La seguridad de la técnica radica en su especificidad. A diferencia de las ondas de alta frecuencia de los teléfonos móviles o la radio, estos campos electromagnéticos operan a una frecuencia extremadamente baja. No interfieren con otros aparatos. No alteran las funciones corporales normales. Actúan a distancia, sin necesidad de cirugía invasiva. Es, en esencia, un tratamiento que el cuerpo recibe sin saberlo, sin dolor, sin las secuelas que acompañan a la quimioterapia o la radioterapia.

Los experimentos se realizaron inicialmente con modelos de cáncer colorrectal en ratones, elegidos porque permitían un seguimiento preciso del sistema inmunitario. Pero Tamatakis subraya que en el laboratorio, trabajando con células en cultivo, la tecnología ha funcionado contra distintos tipos de cáncer. Esto sugiere que el enfoque podría tener aplicaciones mucho más amplias de lo que los primeros resultados indican.

Sin embargo, el propio equipo investigador insiste en la cautela. Tamatakis es claro: aún es muy pronto para hablar de una cura definitiva. El objetivo más realista, al menos por ahora, es que esta tecnología funcione como complemento de las terapias existentes, potenciando su eficacia. El primer gran obstáculo es puramente técnico: el equipo actual es pequeño, diseñado para ratones. Adaptarlo a organismos más grandes, hasta llegar finalmente a humanos, requiere un trabajo de ingeniería considerable. Es el siguiente paso en un camino que apenas comienza.

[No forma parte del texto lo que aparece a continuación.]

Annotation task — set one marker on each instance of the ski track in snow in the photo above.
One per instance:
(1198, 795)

Esta tecnología podría ayudar a las terapias existentes, aunque en el futuro podría funcionar por sí sola
— Constantinos Tamatakis, investigador del Centro de Biología Molecular Severo Ochoa
Al hacer daño al tumor, activa a la vez el sistema inmune, que detecta las señales de daño y lo ataca
— Constantinos Tamatakis
The Hearth Conversation Another angle on the story
Inventor

¿Por qué funciona esto en ratones pero aún no sabemos si funcionará en personas?

Model

Porque los ratones son un modelo biológico muy cercano al nuestro, pero no idéntico. El sistema inmunitario de un ratón responde de manera similar al nuestro, pero el cuerpo humano es infinitamente más complejo. Además, el equipo que usan ahora es pequeño, pensado para animales de laboratorio. Escalarlo a un cuerpo humano es un desafío de ingeniería completamente distinto.

Inventor

Si estos campos electromagnéticos son tan seguros, ¿por qué no se han usado antes contra el cáncer?

Model

Porque nadie había pensado en atacar específicamente el microambiente tumoral de esta manera. La mayoría de los tratamientos van directamente contra la célula cancerosa. Lo novedoso aquí es que al debilitar el entorno que protege al tumor, el cuerpo mismo se da cuenta y ataca. Es un cambio de perspectiva.

Inventor

¿Esto significa que algún día podrían dejar de usar quimioterapia?

Model

Posiblemente, pero no en el corto plazo. Lo más probable es que primero funcione como complemento, potenciando lo que ya existe. Tamatakis es muy cuidadoso en no prometer demasiado. Dice que combinado con otras terapias podría frenar tumores, pero reconoce que aún hay mucho camino por recorrer.

Inventor

¿Qué pasó con los ratones después del tratamiento? ¿Quedaron dañados?

Model

No. Fueron monitoreados durante más de tres meses y no mostraron efectos adversos. Eso es importante porque significa que la tecnología no está destruyendo tejido sano, solo alterando el microambiente tumoral de una manera que el cuerpo puede tolerar.

Inventor

¿Funciona contra todos los tipos de cáncer?

Model

En células en cultivo, han probado contra distintos tipos de cáncer y ha funcionado en todos. Pero eso no es lo mismo que probarlo en organismos vivos. Por eso empezaron con cáncer colorrectal en ratones. El siguiente paso sería ver si funciona igual de bien contra otros tumores en animales vivos.